Bearbrass members have a 4% chance of being called “Mike” and owning a Tesla all-electric car. So far two of our 50 have Teslas, namely Mike (Spike) Sparkes in Docklands and Mike Porter in Hawthorn.
They’re fanatics about the Tesla “ultrafast computers on wheels”. Spike’s one-year-old Tesla can drive itself except for right-angle turns, whereas Mike’s one-week old latest version heads off anywhere that Mike tells it while watching and adapting to all vehicles, bikes, walkers, lights and signs. In fact, all Teslas automatically upgrade to latest software roughly fortnightly. Mike says, “While I can just say, ‘Take me to Anglesea’ and off it goes, in fact, hands have to be touching the steering wheel while moving.  Tesla is not claiming for legal reasons to be offering autonomous or self-driving service – but it’s there and works beautifully. With cautions!” 
Neither Mike nor Spike bought their car to save the planet. Spike bought his Tesla Model 3 ($69,000) to placate his inner nerd and create a new experience, and also because he’d had a bad couple of years during his wife Carol’s fatal illness, and his spirits needed a lift. 
Mike on the other hand has just come through a severe cancer episode that left him initially unable to drive his grandkids around because of nerve damage to his hands and feet (peripheral neuropathy from chemo). The Tesla’s self-driving abilities more than offset these weaknesses. He bought the Model 3 August 2020 version, but added the “self-driving package, with all wheel drive, larger battery, long distance and two-motor version taking the final price to about $100,000.  He intends doing a lot of holiday driving within Australia when permitted, in lieu of overseas tourism. 
Each car has an official name – Mike’s is called “White Knight”, and Spike’s is “Benji” after Benjamin Franklin who had something to do with lightning rods, kites and cooking turkeys with electricity.
Both are stunned by their car’s Artificial Intelligence computing. There are two computers in each car – one pink and one blue – and the car won’t do anything unless they both agree (super redundancy). The computers are now 25 times faster than in the car three years ago. 
The big screen up front meshes with both their phone and the internet. It integrates with eight cameras (Spike) or 13 cameras (Mike) for auto-driving and security. If any strange bloke touches the car, he gets filmed and face-recorded. It’s a bit like a plane’s black box. 

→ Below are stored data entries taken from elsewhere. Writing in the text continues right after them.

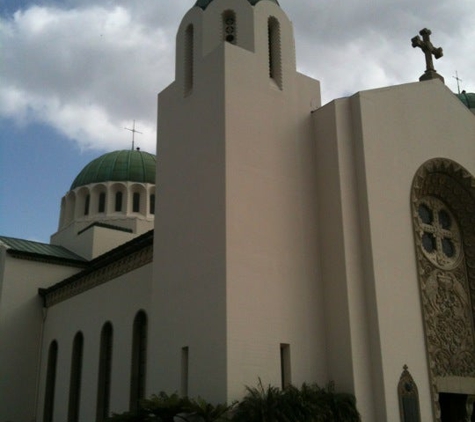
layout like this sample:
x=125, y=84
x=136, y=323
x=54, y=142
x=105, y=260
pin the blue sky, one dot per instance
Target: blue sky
x=74, y=73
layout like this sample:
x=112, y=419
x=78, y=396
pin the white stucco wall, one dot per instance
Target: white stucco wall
x=382, y=137
x=117, y=302
x=236, y=267
x=21, y=322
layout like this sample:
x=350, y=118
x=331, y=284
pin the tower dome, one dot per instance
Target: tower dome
x=115, y=193
x=203, y=4
x=118, y=166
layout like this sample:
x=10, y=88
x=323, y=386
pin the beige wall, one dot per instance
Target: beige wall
x=117, y=302
x=236, y=267
x=21, y=322
x=381, y=138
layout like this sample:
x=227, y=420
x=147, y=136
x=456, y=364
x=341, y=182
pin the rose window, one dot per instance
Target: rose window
x=439, y=233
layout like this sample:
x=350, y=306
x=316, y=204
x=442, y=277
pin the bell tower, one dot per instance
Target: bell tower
x=235, y=293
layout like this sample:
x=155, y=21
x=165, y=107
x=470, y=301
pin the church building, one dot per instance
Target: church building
x=271, y=237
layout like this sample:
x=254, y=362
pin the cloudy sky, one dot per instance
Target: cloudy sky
x=75, y=73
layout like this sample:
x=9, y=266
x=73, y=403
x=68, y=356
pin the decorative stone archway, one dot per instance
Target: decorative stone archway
x=443, y=209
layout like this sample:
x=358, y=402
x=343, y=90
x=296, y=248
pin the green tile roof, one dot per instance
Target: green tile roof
x=118, y=166
x=38, y=250
x=203, y=4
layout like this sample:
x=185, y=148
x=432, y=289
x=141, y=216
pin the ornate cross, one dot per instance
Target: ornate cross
x=133, y=134
x=429, y=50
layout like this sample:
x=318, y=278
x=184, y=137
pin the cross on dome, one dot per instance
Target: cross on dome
x=203, y=4
x=429, y=50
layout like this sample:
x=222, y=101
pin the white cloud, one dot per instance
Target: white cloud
x=89, y=67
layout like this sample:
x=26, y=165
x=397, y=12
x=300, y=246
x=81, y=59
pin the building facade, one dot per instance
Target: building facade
x=293, y=242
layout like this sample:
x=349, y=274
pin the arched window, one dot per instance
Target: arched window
x=275, y=60
x=102, y=202
x=408, y=398
x=189, y=59
x=443, y=209
x=118, y=201
x=229, y=27
x=50, y=382
x=86, y=204
x=105, y=370
x=75, y=381
x=136, y=202
x=139, y=360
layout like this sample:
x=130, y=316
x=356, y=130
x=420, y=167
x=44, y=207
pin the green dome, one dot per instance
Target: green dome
x=204, y=3
x=118, y=166
x=468, y=98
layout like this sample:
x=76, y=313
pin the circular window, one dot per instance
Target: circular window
x=439, y=233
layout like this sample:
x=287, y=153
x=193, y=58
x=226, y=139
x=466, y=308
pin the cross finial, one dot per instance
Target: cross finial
x=133, y=134
x=456, y=77
x=429, y=50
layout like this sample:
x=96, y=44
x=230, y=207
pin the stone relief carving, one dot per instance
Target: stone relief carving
x=445, y=250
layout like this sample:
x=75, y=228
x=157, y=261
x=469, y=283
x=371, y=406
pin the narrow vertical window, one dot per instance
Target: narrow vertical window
x=229, y=26
x=139, y=360
x=105, y=370
x=408, y=398
x=102, y=202
x=136, y=202
x=275, y=60
x=184, y=371
x=86, y=204
x=189, y=59
x=50, y=382
x=285, y=365
x=75, y=381
x=118, y=202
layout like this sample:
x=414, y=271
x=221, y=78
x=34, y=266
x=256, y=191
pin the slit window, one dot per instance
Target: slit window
x=189, y=59
x=105, y=370
x=275, y=60
x=75, y=381
x=118, y=202
x=102, y=202
x=139, y=360
x=50, y=382
x=185, y=351
x=136, y=202
x=86, y=204
x=229, y=26
x=285, y=365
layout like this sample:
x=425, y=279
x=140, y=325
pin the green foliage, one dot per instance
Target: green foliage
x=165, y=408
x=310, y=403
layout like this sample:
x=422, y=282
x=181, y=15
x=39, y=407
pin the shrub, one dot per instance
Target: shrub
x=310, y=403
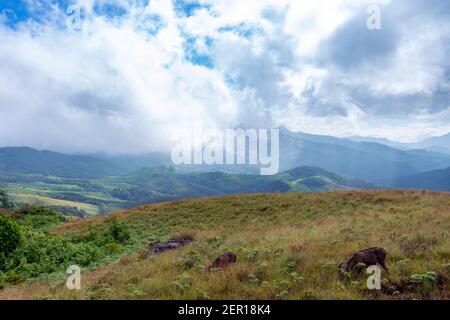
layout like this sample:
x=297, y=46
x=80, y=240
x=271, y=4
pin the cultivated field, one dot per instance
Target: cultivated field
x=288, y=246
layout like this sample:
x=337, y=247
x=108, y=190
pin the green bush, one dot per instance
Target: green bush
x=119, y=231
x=10, y=235
x=4, y=201
x=38, y=217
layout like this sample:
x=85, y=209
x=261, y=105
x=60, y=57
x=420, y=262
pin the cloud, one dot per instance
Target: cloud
x=138, y=70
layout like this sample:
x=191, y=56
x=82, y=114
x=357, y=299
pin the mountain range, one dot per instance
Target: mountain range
x=307, y=163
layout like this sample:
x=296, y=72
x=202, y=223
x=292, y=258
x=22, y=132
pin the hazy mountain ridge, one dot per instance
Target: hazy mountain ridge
x=366, y=160
x=436, y=180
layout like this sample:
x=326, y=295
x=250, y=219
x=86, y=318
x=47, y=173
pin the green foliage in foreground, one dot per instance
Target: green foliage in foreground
x=27, y=250
x=10, y=236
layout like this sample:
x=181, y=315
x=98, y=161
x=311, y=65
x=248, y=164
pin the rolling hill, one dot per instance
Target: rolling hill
x=436, y=180
x=150, y=185
x=372, y=161
x=22, y=160
x=288, y=246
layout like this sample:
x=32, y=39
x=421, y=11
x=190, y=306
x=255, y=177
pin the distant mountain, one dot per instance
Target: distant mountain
x=22, y=160
x=365, y=160
x=150, y=185
x=387, y=142
x=437, y=180
x=166, y=183
x=439, y=143
x=370, y=161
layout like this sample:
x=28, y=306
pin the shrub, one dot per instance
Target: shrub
x=10, y=235
x=4, y=201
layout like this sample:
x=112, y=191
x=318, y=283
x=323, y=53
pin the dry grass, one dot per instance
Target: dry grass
x=288, y=247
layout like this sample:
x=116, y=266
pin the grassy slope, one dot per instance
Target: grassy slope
x=163, y=184
x=45, y=201
x=278, y=239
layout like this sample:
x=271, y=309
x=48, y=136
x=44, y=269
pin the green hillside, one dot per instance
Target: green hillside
x=166, y=183
x=22, y=160
x=288, y=247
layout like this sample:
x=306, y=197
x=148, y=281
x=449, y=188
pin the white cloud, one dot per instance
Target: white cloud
x=123, y=84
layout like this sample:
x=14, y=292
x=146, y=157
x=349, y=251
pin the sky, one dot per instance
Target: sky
x=121, y=76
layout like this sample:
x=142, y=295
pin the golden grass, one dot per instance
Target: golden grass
x=288, y=247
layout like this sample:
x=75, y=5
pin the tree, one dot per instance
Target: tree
x=4, y=200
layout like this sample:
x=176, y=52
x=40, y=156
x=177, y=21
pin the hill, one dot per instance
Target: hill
x=158, y=184
x=437, y=180
x=369, y=161
x=366, y=160
x=22, y=160
x=288, y=247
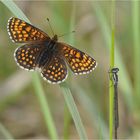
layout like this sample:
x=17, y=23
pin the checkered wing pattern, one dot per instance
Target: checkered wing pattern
x=26, y=56
x=79, y=62
x=22, y=32
x=55, y=72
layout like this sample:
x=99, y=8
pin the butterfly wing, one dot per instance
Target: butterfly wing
x=78, y=61
x=26, y=56
x=56, y=71
x=23, y=32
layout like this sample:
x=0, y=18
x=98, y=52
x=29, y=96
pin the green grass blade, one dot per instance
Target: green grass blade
x=136, y=39
x=73, y=110
x=37, y=85
x=90, y=106
x=111, y=89
x=124, y=83
x=44, y=106
x=5, y=132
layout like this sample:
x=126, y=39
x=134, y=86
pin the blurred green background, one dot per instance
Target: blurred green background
x=20, y=113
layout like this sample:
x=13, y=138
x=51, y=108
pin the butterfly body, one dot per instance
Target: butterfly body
x=47, y=54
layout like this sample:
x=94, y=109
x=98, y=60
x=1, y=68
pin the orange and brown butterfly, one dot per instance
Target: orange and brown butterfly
x=46, y=54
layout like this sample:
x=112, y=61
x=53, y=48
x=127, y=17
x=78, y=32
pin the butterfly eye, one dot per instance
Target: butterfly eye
x=21, y=31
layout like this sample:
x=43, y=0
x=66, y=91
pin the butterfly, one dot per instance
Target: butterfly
x=40, y=52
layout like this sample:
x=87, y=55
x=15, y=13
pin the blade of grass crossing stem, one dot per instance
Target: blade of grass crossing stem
x=67, y=115
x=124, y=83
x=73, y=110
x=37, y=85
x=5, y=132
x=45, y=107
x=111, y=89
x=136, y=38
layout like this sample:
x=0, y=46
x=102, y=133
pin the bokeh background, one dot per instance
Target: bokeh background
x=20, y=112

Our reporter sat in Spike’s car when he trod the accelerator and it took off like a jet fighter, pressing us hard back in our seats. That’s because the whole power of the battery kicks in from zero speed, instead of a combustion motor needing to be run up to full revs to get full power. Mike says the acceleration apparently exceeds most Ferraris.
Mike’s version was taking him along busy Burwood Road and a confused woman started crossing ahead: “The car noticed before I did and pulled up smoothly because it anticipated danger”. The cameras also study what’s tailgating or happening on both sides – full 360 degrees. It stops itself smoothly without being rear-ended. The July 2020 “self-driving” update reads speed signs and stop lights directly rather than relying on GPS and uses AI to work out what to do at any traffic light, like whether to stop or run the yellow.  “It’s an incredible upgrade”, Mike says. “It notices and responds to pedestrians in relevant view and cyclists are watched and automatically cared for. It’s a very low risk car for insurers – Tesla statistics on accidents kill competitors’ data, not  people” Mike says. “When I traded my small Mazda they found it had hail damage on the roof from a recent Hawthorn hailstorm. No more: this Tesla’s see-through tinted zero UV whole roof is a mix of incredible glass and titanium.”
The two grown-up boys also like the silent engine. But Australian authorities may soon compel artificial engine noise at low speed to alert pedestrians to the now-silent beast’s arrival. Mike says that Elon Musk has included a fart noise coming from any seat which kids and grown-up kids can activate as a joke.    
The only regular maintenance is brakes, tyres and windscreen washing fluid, and battery re-charges for 400km (Benji’s figure) cost either “nothing” (home solar) or under $20. Mike currently has the indignity of having to run a trickle-charging cable out a study window to the car until a speedier charger is installed. 
 
There is no worry about flat batteries as road-side charging systems are quite adequate. The pair also aren’t worried about eventual battery replacement. The five-year car warranty adds an 8-year battery replacement warranty if it drops below 80% of new holding charge. Tesla founder Elon Musk is forecasting battery costs falling 69% in the next three years, with 13 mega-factories coming on-stream soon. 
Spike lives in a Docklands tower and the other day wanted to wash dust off the car, which was in the tower's pristine car  park. He put a bucket of water and sponges in the boot and drove to nearby Ron Barassi Park. While he was washing it there a police car patrol took an intense interest, trying to figure out what COVID rule he was breaking. They couldn’t think of one and drove off disgruntled. “I was exercising,” Spike explains. #.